Markezich went even further. After using the same explanation — word for word — as Speirs, he added to the bash-perpetual-Office campaign by trumpeting its rival, ProPlus. “When a modern app is connected to a modern service, magic happens,” Markezich asserted.
“What Microsoft’s saying is that the Office 365 services won’t work forever with [a perpetual-licensed Office], that eventually things will break,” translated Wes Miller, an analyst with Directions on Microsoft.
By changing the connect-to-services rules, Microsoft has taken aim at customers who have mixed cloud services with traditional perpetual — or “stand-alone” — software. Most enterprises, in fact, continue to use perpetual-licensed versions of Office, even as some have outsourced email to Microsoft by subscribing to lower-priced plans like the $5 per-user-per-month Office 365 Business Essentials or the $8 per-user-per-month Office 365 Enterprise E1.
According to Michael Silver, an analyst at Gartner, many businesses have dipped into Office 365 sans ProPlus to cap costs. Some of those Microsoft customers “have saved some money for a while,” Silver said, by sticking with an Office edition for six, seven, eight years — or even longer — rather than upgrade every three, the usual interval between perpetual-licensed versions. “Organizations have tried to moderate their costs for a while,” Silver added of such firms.
Under the new rules, that won’t be possible, as companies will be able to run any given perpetual-licensed Office for no more than five years if they want to access cloud-based email hosted by Microsoft, or use the 1TB of OneDrive for Business storage space that comes with a Business Essential or E1 plan.
Silver noted that while Microsoft’s decision could be viewed as just one more shove to subscriptions, that wasn’t surprising. “The writing has been on the wall,” he said of the decline in emphasis of perpetual-licensed Office.

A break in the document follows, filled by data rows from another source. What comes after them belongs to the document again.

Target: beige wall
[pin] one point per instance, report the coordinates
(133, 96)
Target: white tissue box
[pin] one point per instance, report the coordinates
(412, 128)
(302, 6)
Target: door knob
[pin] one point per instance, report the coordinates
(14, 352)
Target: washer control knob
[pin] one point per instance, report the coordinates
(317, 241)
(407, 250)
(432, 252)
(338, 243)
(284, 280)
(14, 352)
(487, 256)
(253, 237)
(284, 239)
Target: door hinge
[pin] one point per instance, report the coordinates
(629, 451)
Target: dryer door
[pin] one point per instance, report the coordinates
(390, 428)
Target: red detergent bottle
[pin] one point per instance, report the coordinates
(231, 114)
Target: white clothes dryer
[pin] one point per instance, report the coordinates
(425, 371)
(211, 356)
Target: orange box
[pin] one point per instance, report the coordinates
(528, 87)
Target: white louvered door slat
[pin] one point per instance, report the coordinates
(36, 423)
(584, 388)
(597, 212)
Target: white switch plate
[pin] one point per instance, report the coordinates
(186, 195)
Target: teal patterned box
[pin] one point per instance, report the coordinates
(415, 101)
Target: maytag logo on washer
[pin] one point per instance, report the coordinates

As Silver implied, Microsoft has made no secret that it prefers subscriptions — and not just for Office — for the recurring revenue they generate.
Companies will still be able to connect Office to on-premises services, such as an Exchange server, as long as they like under the new rules, Miller and Silver both pointed out. And enterprises that prefer to acquire Office as perpetual-licensed software won’t be barred from that either: Microsoft has already pledged to produce a successor to Office 2016 that would connect to cloud services after October 2020.
But the policy revisions will affect Office users. “This is going to be an issue” for some corporate customers, Silver said, as they transition from the essentially-static, perpetual-licensed Office to the upgraded-twice-a-year ProPlus. “It can be a difficult transition to manage.”